Apakah PPPK Bisa Otomatis Jadi PNS?
Pertanyaan ini kini banyak muncul di kalangan aparatur. Berdasarkan Surat Edaran Nomor 14 Tahun 2024 dari Badan Kepegawaian Negara (BKN), perubahan status dari PPPK ke PNS tidak bisa dilakukan secara otomatis.
Menurut BKN, setiap PPPK yang ingin menjadi PNS tetap harus mengikuti seleksi CPNS seperti pelamar umum lainnya.
Langkah ini diambil untuk menjaga prinsip meritokrasi dan mencegah ketimpangan di lingkungan ASN.
“Setiap ASN harus melewati seleksi yang objektif dan adil. Tidak ada pengangkatan otomatis tanpa melalui proses seleksi,” jelas pihak BKN.
Syarat PPPK Agar Bisa Jadi PNS
Untuk dapat mengikuti seleksi CPNS dan berpeluang berubah status menjadi PNS, PPPK wajib memenuhi sejumlah persyaratan umum berikut:
-
Berusia minimal 18 tahun dan maksimal 35 tahun saat mendaftar.
-
Tidak pernah terlibat tindak pidana dengan hukuman penjara lebih dari dua tahun.
-
Tidak pernah diberhentikan tidak hormat dari instansi pemerintah atau swasta.
-
Tidak sedang berstatus sebagai CPNS, PNS, anggota TNI, atau Polri.
-
Tidak menjadi anggota atau pengurus partai politik.
-
Memiliki kualifikasi pendidikan yang sesuai dengan formasi yang dilamar.
-
Sehat jasmani dan rohani.
-
Bersedia ditempatkan di seluruh wilayah Indonesia bahkan di luar negeri sesuai kebutuhan instansi.
Baca Juga: Rekomendasi Tempat Wisata Menarik Sekitar Alun-Alun Sidoarjo untuk Liburan Akhir Tahun yang Seru, Murah, dan Penuh Spot Instagramable
Tahapan Seleksi CPNS
Setelah memenuhi syarat, PPPK yang ingin mendaftar sebagai PNS harus melewati tahapan seleksi berikut:
-
Pengumuman formasi dan jadwal seleksi.
-
Pendaftaran online melalui portal resmi SSCASN BKN.
-
Seleksi administrasi berkas dan dokumen pendukung.
-
Ujian Seleksi Kompetensi Dasar (SKD).
-
Ujian Seleksi Kompetensi Bidang (SKB).
-
Pengumuman hasil akhir dan penetapan NIP.
Setiap tahap seleksi memiliki tingkat persaingan tinggi.
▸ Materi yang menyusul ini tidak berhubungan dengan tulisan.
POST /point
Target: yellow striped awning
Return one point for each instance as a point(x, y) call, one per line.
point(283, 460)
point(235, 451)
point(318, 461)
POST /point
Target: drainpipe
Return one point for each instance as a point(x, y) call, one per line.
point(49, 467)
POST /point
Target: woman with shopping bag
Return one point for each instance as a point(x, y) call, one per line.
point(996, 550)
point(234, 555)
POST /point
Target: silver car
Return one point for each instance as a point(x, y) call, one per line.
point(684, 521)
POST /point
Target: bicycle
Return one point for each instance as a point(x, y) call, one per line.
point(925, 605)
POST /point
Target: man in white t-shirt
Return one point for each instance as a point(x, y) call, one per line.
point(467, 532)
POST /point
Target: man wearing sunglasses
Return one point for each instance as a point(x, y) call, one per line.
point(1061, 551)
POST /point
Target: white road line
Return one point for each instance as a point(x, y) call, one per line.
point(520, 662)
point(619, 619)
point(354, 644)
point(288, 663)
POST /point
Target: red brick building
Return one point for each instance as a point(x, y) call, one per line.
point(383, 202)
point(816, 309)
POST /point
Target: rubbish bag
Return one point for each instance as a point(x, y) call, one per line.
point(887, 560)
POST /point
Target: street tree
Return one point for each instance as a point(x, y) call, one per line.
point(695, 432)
Karena itu, persiapan menjadi kunci utama keberhasilan.
PPPK disarankan mulai menyiapkan berkas, memperdalam latihan soal SKD dan SKB, serta menjaga kondisi fisik dan mental sejak dini.
Selain itu, penting untuk selalu mengikuti informasi resmi dari situs BKN dan Kemenpan RB agar tidak tertinggal pengumuman terbaru terkait formasi maupun jadwal seleksi CPNS.